Analysis of Physical Education Quality Evaluation Model in Colleges and Universities Based on Big Data Analysis

  • Jian WangEmail author
Conference paper
Part of the Advances in Intelligent Systems and Computing book series (AISC, volume 1146)


At present, the quality of physical education in most colleges and universities is relatively low, and most college students do not have adequate physical education and professional ability. In the process of physical education, reasonable evaluation indicators are used to scientifically and effectively evaluate the quality of physical education in universities. It is related to the improvement of physical education teaching and the overall development of students’ body and mind. It is the key link to promote the improvement of physical education teaching level. This article aims to analyze the college PE teaching quality evaluation model based on the analysis of sports literacy and vocational ability, and to analyze these college data that require massive amounts. These data are stored in the database, and mining a large amount of unknown useful information and using big data to analyze can make the results more accurate.
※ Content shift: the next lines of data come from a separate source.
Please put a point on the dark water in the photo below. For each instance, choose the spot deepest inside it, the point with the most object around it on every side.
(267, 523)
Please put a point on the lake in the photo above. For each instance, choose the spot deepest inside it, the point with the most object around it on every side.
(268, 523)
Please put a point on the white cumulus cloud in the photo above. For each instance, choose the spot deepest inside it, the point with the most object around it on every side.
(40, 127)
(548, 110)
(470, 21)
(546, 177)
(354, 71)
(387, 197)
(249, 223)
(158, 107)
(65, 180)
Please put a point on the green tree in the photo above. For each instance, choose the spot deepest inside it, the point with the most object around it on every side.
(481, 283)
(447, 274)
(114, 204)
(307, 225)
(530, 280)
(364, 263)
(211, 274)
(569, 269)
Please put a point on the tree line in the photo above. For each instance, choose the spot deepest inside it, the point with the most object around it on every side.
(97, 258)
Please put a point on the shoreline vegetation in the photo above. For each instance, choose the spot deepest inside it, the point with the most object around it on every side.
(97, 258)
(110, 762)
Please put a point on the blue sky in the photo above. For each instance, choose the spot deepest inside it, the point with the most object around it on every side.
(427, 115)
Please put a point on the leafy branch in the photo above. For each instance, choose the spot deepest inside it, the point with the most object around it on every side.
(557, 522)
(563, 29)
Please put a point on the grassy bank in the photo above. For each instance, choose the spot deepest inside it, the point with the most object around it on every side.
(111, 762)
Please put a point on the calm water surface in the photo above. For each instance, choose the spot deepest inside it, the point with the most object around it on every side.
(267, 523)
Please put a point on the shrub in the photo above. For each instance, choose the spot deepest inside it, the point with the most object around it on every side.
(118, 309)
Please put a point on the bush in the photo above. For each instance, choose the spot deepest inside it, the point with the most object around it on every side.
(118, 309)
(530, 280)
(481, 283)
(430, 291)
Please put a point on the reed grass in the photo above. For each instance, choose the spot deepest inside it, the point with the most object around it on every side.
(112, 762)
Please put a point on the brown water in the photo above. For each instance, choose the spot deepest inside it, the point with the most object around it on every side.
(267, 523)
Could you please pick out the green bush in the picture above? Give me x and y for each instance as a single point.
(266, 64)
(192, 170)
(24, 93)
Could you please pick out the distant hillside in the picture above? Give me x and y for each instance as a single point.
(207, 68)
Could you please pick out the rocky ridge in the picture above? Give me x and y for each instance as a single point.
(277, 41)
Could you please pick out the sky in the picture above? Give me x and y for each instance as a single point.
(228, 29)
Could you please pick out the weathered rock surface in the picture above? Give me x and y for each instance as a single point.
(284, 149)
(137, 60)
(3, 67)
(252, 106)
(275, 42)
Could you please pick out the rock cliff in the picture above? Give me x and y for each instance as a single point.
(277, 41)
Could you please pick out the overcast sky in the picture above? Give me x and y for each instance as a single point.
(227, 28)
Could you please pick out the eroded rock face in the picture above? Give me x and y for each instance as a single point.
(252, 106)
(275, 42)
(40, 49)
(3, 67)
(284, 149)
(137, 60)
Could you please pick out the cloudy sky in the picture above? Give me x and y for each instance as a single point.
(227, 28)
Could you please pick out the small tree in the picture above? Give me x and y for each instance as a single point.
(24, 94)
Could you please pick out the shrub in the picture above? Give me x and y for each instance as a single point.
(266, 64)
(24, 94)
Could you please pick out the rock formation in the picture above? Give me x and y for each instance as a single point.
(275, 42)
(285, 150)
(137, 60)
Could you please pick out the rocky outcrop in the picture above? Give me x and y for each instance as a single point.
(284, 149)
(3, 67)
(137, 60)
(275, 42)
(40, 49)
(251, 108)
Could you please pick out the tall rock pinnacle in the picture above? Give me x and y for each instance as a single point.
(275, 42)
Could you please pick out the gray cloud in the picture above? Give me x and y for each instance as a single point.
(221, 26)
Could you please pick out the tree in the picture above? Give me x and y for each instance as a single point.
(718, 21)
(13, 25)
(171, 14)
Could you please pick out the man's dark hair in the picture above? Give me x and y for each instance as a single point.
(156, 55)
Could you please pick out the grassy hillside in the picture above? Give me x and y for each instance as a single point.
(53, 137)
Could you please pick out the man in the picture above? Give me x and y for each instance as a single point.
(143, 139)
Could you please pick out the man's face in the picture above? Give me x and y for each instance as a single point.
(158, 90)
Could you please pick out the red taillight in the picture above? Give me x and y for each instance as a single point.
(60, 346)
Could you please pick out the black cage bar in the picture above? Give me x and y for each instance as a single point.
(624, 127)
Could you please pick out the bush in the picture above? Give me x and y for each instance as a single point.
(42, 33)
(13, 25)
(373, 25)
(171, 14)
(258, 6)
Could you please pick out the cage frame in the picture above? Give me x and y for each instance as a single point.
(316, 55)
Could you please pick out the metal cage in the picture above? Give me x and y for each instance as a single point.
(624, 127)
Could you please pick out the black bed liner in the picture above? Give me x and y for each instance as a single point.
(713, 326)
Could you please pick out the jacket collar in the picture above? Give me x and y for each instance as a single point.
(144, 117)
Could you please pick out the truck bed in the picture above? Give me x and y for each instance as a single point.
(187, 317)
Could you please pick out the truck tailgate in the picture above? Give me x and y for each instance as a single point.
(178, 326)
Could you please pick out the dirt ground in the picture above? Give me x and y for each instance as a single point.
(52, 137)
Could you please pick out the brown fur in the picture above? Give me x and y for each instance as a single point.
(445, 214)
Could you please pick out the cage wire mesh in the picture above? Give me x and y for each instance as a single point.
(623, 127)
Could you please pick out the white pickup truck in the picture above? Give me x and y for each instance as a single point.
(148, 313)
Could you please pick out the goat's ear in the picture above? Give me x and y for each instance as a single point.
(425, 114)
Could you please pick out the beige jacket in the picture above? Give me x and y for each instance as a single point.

The original purpose is to use big data technology to evaluate the physical education and teaching ability of physical education in colleges and universities and to analyze various issues affecting the quality of physical education in colleges and universities. Taking Beijing Sport University as the research object, use the evaluation of teaching quality to obtain evaluation data, based on the perspective of big data analysis, study the impact of curriculum reform projects on quality, evaluate the status of college teaching levels, analyze the factors restricting the improvement of teaching quality, and improve school physical education. Teaching Quality.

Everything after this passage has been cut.